KUALA LUMPUR–Malaysia is haggling over the terms of a $14 billion rail deal with its Chinese partners and can reduce its ballooning national debts by $50 billion by doing away with mega projects, its prime minister said in an interview published on Saturday.
Mahathir Mohamad, the 92-year-old who triumphed over scandal-plagued Najib Razak in elections earlier this month, has made it a priority to cut the national debt and pledged to review major projects agreed by the previous government.
Work on the 55 billion ringgit ($13.82 billion) East Coast Rail Link–the largest such project in the country and a major part of Beijing’s Belt and Road infrastructure push–started last year.
The project was planned to stretch 688 kilometers (430 miles) connecting the South China Sea at the Thai border in the east with the strategic shipping routes of the Straits of Malacca in the west.
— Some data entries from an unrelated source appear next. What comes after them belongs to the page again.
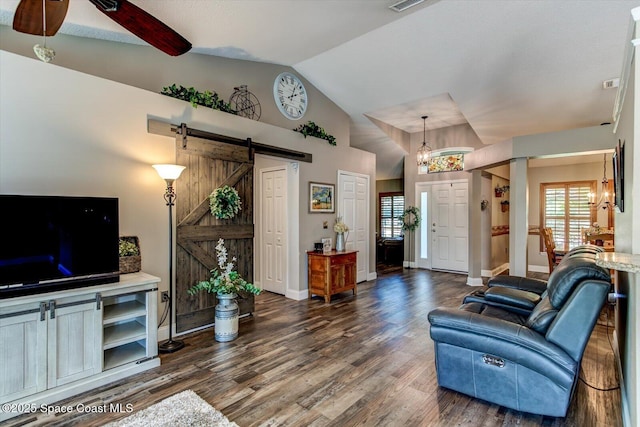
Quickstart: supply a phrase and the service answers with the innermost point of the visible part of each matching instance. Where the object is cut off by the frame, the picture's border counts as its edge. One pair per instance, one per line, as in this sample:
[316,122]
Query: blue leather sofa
[525,359]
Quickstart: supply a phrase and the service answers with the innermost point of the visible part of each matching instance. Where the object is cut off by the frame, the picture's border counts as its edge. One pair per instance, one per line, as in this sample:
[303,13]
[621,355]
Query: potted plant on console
[129,254]
[226,284]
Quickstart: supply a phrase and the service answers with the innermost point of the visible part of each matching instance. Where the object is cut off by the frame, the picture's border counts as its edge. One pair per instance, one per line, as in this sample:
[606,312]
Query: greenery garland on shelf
[195,97]
[224,202]
[410,218]
[312,129]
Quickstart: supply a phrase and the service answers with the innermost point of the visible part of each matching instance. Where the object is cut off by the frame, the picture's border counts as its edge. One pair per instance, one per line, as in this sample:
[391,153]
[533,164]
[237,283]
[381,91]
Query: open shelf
[124,354]
[124,333]
[123,311]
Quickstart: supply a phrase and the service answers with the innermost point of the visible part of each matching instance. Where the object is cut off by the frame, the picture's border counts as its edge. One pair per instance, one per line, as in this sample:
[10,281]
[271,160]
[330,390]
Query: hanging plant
[224,202]
[312,129]
[206,98]
[410,218]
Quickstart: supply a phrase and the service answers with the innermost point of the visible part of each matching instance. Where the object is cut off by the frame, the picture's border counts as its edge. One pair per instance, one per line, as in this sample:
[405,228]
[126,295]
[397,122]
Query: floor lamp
[170,173]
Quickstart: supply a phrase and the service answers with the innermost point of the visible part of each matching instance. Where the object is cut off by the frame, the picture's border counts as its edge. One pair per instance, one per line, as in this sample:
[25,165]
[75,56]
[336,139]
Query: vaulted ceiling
[505,67]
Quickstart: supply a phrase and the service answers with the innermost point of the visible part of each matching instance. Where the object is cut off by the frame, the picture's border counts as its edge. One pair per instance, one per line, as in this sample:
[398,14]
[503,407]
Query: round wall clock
[290,96]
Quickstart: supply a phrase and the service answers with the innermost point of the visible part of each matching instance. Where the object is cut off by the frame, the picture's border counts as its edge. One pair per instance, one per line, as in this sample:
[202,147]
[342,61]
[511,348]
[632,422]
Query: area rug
[183,409]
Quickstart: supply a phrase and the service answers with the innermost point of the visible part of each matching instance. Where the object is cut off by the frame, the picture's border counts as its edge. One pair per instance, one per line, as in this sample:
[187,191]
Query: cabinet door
[23,353]
[75,342]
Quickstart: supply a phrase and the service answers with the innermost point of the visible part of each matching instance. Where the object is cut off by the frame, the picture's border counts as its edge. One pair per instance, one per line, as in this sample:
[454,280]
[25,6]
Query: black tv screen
[57,242]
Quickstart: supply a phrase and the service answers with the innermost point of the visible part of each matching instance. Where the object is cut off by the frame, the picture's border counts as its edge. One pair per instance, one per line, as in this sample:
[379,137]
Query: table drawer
[343,259]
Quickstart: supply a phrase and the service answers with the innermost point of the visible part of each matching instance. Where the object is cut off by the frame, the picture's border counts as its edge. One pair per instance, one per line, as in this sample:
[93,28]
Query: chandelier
[424,152]
[605,200]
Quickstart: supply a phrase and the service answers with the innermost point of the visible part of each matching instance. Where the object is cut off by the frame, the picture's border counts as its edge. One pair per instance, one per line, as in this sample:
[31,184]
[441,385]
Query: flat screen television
[53,243]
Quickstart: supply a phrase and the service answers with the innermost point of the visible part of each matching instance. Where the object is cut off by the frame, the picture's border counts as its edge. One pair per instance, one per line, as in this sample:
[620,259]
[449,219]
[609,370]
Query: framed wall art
[321,198]
[326,244]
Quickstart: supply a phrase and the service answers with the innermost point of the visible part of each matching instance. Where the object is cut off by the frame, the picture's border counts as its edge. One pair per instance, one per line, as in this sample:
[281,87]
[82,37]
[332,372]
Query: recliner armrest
[516,282]
[512,297]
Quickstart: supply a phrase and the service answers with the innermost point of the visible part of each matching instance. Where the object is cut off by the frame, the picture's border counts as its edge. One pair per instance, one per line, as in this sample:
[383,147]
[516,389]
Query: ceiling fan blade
[144,25]
[28,16]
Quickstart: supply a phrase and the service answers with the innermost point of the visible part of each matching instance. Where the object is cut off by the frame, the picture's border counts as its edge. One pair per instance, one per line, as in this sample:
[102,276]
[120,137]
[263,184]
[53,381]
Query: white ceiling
[506,67]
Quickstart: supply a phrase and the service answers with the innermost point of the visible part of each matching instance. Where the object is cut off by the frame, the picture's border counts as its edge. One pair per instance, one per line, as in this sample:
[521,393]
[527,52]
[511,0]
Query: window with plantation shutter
[391,207]
[565,209]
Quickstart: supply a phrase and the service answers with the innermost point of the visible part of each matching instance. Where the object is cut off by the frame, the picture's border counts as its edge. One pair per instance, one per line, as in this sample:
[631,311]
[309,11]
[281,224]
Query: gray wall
[65,132]
[627,240]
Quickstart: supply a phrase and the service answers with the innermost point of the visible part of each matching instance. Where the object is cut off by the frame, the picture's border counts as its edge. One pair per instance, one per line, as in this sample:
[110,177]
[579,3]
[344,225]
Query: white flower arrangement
[224,280]
[340,226]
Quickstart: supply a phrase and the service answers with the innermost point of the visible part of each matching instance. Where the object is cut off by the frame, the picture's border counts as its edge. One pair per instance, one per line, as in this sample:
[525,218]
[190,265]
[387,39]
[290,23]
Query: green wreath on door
[410,218]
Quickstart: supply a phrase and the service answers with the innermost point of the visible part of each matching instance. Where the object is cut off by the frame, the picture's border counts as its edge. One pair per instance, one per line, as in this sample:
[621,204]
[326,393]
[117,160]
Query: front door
[450,226]
[273,205]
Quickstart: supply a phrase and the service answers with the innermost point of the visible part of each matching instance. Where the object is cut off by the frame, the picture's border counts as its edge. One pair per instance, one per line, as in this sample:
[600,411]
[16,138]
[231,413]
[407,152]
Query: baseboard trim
[626,414]
[297,295]
[494,272]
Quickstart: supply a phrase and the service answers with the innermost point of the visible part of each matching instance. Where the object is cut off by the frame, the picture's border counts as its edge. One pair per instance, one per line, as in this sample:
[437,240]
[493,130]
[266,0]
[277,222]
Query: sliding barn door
[209,165]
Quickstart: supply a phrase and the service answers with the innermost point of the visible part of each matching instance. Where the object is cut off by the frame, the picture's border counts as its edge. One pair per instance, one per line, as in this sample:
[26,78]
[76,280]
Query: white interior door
[353,207]
[422,244]
[274,226]
[450,226]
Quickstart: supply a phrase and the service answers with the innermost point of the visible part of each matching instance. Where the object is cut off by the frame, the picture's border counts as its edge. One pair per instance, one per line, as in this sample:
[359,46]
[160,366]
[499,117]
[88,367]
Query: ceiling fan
[29,19]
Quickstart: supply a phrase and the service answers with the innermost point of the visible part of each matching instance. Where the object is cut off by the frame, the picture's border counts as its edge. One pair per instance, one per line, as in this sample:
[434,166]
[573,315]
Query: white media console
[58,344]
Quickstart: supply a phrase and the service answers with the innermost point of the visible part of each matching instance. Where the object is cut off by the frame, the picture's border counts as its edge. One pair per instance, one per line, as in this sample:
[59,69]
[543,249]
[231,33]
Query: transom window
[391,207]
[565,209]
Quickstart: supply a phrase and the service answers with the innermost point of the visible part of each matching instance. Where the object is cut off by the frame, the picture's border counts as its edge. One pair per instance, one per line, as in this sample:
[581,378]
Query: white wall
[65,132]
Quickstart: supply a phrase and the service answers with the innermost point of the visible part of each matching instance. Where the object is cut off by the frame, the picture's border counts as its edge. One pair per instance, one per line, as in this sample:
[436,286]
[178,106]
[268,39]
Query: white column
[518,217]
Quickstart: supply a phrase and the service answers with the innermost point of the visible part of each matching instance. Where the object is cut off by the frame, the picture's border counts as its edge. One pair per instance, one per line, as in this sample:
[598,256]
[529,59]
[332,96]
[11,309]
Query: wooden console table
[331,273]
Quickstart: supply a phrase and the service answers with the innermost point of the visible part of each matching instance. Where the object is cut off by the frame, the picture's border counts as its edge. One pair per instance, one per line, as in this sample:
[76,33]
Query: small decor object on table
[245,103]
[226,284]
[340,228]
[129,252]
[326,245]
[225,202]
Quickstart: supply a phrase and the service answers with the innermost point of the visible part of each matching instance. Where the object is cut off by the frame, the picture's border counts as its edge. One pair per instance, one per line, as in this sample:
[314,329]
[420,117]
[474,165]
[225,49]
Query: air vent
[403,5]
[610,84]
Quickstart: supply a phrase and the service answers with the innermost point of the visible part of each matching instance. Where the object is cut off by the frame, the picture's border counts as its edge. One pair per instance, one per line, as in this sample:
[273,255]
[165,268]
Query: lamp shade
[169,172]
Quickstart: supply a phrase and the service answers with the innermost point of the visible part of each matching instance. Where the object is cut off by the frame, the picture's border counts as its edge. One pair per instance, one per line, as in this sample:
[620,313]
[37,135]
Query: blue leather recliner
[521,354]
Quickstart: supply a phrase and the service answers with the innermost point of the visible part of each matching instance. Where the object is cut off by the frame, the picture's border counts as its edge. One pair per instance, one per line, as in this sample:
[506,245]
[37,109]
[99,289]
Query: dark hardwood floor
[358,361]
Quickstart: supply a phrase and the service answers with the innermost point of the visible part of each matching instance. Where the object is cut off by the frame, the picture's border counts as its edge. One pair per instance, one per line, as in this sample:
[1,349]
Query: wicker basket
[131,264]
“We are renegotiating the terms,” Mahathir told the financial newspaper The Edge. “The terms are very damaging to our economy.”
The project is being built by China Communications Construction Co Ltd, and is being mainly financed by a loan from China Exim Bank.
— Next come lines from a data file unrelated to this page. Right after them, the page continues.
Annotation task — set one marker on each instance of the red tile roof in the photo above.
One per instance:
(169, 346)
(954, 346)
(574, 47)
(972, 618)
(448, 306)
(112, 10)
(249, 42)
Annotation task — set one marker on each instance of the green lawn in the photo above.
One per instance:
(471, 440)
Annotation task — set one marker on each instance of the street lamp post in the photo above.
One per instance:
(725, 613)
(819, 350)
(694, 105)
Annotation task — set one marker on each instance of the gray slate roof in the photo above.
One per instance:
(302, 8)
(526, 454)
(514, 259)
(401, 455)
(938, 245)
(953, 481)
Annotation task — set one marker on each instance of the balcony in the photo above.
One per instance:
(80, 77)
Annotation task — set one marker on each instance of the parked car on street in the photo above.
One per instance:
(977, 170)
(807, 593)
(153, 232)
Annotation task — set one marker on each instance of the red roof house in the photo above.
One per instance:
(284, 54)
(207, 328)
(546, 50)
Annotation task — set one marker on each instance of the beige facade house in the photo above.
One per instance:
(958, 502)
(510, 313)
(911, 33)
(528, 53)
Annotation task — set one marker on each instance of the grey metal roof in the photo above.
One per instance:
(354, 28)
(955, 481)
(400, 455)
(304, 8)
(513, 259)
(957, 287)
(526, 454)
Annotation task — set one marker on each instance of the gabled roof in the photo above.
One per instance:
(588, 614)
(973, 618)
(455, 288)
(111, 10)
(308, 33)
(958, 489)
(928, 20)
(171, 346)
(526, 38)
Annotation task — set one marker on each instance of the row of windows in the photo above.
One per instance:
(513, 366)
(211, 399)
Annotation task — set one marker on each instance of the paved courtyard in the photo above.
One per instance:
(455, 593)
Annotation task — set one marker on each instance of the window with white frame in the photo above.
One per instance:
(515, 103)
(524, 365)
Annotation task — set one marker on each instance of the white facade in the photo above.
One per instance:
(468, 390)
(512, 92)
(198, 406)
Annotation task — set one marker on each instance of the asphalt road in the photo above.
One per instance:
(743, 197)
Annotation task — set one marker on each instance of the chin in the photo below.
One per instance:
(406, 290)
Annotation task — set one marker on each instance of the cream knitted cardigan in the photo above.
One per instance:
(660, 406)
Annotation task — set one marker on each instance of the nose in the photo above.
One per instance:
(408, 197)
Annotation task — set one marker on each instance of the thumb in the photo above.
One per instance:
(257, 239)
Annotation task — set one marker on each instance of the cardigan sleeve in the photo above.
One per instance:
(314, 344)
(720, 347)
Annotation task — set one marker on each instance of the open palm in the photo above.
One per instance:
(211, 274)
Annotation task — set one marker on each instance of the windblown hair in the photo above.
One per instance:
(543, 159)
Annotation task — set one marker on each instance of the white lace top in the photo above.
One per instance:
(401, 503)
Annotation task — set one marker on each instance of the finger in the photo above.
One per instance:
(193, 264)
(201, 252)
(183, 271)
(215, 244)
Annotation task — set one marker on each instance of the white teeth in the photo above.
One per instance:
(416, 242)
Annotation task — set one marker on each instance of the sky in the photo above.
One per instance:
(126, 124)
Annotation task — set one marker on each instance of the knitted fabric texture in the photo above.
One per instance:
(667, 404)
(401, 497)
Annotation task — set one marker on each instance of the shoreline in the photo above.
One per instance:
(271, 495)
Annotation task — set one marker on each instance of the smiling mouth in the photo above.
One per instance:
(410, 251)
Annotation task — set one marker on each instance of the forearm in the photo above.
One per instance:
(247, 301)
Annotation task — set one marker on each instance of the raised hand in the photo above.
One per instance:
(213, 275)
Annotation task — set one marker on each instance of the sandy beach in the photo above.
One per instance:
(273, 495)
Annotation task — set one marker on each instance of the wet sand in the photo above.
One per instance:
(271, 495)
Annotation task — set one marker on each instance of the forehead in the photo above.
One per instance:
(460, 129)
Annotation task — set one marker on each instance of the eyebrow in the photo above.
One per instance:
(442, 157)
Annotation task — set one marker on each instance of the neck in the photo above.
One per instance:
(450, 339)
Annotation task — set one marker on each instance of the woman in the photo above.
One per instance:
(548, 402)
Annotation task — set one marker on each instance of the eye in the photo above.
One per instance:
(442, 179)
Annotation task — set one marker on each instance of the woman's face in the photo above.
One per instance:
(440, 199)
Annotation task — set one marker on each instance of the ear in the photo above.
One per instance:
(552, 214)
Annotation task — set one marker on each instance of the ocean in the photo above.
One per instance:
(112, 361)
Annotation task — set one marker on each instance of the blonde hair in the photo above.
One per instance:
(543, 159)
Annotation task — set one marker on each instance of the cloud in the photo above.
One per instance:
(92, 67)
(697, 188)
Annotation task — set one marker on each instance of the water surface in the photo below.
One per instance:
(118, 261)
Mahathir also questioned the need for the project in the first place.
“He (Najib) knew very well that the ECRL, for example, is not something we could afford. It is not going to serve any purpose, it is not going to give us any returns,” said Mahathir.
Addressing the need to reduce the national debt and liabilities–which the government puts at around one trillion ringgit ($251.32 billion) or 80 percent of its GDP–Mahathir said “at one go we can reduce it by 200 billion ringgit ($50.26 billion) by doing away with all these huge projects”.
Mahathir said Malaysia is also going to look into how it can reduce the cost of any potential exit from a deal with Singapore for a high-speed rail (HSR) to link its capital Kuala Lumpur with the city-state, said Mahathir.
The project, valued by analysts at about $17 billion, is currently out for tender and is scheduled to be completed by 2026.
“The terms of the agreement (for the HSR) are such that if we decide to drop the project, it will cost us a lot of money,” said Mahathir.
“So we are going to find out how we can reduce the amount of money we have to pay for breaking the agreement.”